At first glance it seems incredible: the two 2Day FM radio hosts at the centre of the royal prank furore – Mel Greig and Michael Christian – have sat down to speak to A Current Affair and Today Tonight.
It would, you might think, simply throw more fuel on the fire.
It will give the news media – whose mood at present ranges from merely hungry to openly furious – even more to fill the slabs of copy, and to keep the debate over broadcast standards in radio raging indefinitely.
But it is also, in purely strategic terms, the best step forward.
That isn't intended to forgive their sins, or attempt to de-humanise a story which, on so many levels, desperately craves a little more humanity than the original prank, or the furious aftermath, has allowed for.
In telling their side of the story, Mel Greig and Michael Christian will effectively break what is fast becoming a very overheated circuit.
At present the news cycle is feeding on itself – re-telling, rehashing, recycling headlines, responses and opinions. Speaking up will break that cycle, and allow it to move forward.
It also puts a new human dimension on the story, perhaps revealing for the first time the extent of the impact on Greig and Christian.
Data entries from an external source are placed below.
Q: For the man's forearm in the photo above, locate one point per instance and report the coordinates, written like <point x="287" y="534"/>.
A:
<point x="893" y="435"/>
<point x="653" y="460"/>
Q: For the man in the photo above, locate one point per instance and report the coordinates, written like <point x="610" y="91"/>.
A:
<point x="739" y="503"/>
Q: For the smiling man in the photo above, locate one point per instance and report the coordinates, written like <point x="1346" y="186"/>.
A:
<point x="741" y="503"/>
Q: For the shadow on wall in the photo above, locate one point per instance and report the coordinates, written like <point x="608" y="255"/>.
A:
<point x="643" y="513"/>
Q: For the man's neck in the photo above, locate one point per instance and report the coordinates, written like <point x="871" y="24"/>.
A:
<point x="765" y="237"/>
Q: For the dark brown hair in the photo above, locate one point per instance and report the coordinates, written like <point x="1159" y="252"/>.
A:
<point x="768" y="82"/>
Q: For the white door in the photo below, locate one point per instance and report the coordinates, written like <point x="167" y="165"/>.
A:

There is little sympathy for them, it seems, and it perhaps overstates things to consider that they are somehow victims, but in the broader context, the machinery of breakfast radio is bigger than either of them, and the scars from this tragic episode will take a long time to heal.
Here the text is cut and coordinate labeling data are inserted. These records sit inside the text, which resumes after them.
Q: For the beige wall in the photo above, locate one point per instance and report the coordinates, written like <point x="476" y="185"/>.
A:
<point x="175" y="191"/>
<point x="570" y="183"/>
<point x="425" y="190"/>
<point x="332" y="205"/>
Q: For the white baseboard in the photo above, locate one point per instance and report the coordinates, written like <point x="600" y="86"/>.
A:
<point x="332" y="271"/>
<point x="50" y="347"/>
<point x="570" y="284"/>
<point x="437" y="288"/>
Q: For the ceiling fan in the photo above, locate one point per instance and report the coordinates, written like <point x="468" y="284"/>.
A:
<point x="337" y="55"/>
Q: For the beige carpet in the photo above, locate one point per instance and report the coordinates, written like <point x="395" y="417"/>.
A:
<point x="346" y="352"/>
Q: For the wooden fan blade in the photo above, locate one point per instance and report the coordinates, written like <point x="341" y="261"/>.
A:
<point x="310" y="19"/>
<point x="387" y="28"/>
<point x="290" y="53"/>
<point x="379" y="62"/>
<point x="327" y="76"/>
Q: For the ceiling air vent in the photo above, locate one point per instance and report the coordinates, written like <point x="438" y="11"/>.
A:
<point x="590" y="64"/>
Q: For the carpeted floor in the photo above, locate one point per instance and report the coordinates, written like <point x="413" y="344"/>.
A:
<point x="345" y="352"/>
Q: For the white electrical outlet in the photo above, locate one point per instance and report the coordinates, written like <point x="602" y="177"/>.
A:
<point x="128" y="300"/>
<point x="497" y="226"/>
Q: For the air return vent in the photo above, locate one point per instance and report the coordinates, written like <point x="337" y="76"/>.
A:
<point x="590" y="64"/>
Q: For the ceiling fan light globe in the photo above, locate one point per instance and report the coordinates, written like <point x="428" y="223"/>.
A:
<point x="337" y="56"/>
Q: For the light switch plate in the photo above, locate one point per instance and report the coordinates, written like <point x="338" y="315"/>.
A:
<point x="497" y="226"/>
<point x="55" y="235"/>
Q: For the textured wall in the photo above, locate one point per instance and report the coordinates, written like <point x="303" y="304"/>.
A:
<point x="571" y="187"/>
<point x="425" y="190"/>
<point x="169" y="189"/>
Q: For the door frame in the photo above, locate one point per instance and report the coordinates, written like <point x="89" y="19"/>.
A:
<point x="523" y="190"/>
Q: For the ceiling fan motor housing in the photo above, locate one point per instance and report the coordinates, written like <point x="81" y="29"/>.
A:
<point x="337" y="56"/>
Channel Nine's A Current Affair host, Tracy Grimshaw, who has prerecorded an interview with the pair to go to air on Monday night, describes them as "pretty shattered people".
Long after the media has moved on – it does, after all, have a big appetite but a short memory – the events of the past week will haunt everyone they touched directly, but particularly Greig and Christian.
What is needed now is a little humanity.
More perhaps than Austereo deserves, or has ever given those who have been unwitting or unwilling participants in what passes for entertainment on its programs.
Greig and Christian need to say their piece. And as a civilised society we need to forgive, and move on.
Not just so that we (and they) can learn from their mistakes, but more importantly, so that the family of Jacintha Saldanha can bury a beloved daughter without the spectre of a lynch mob baying for blood over her grave.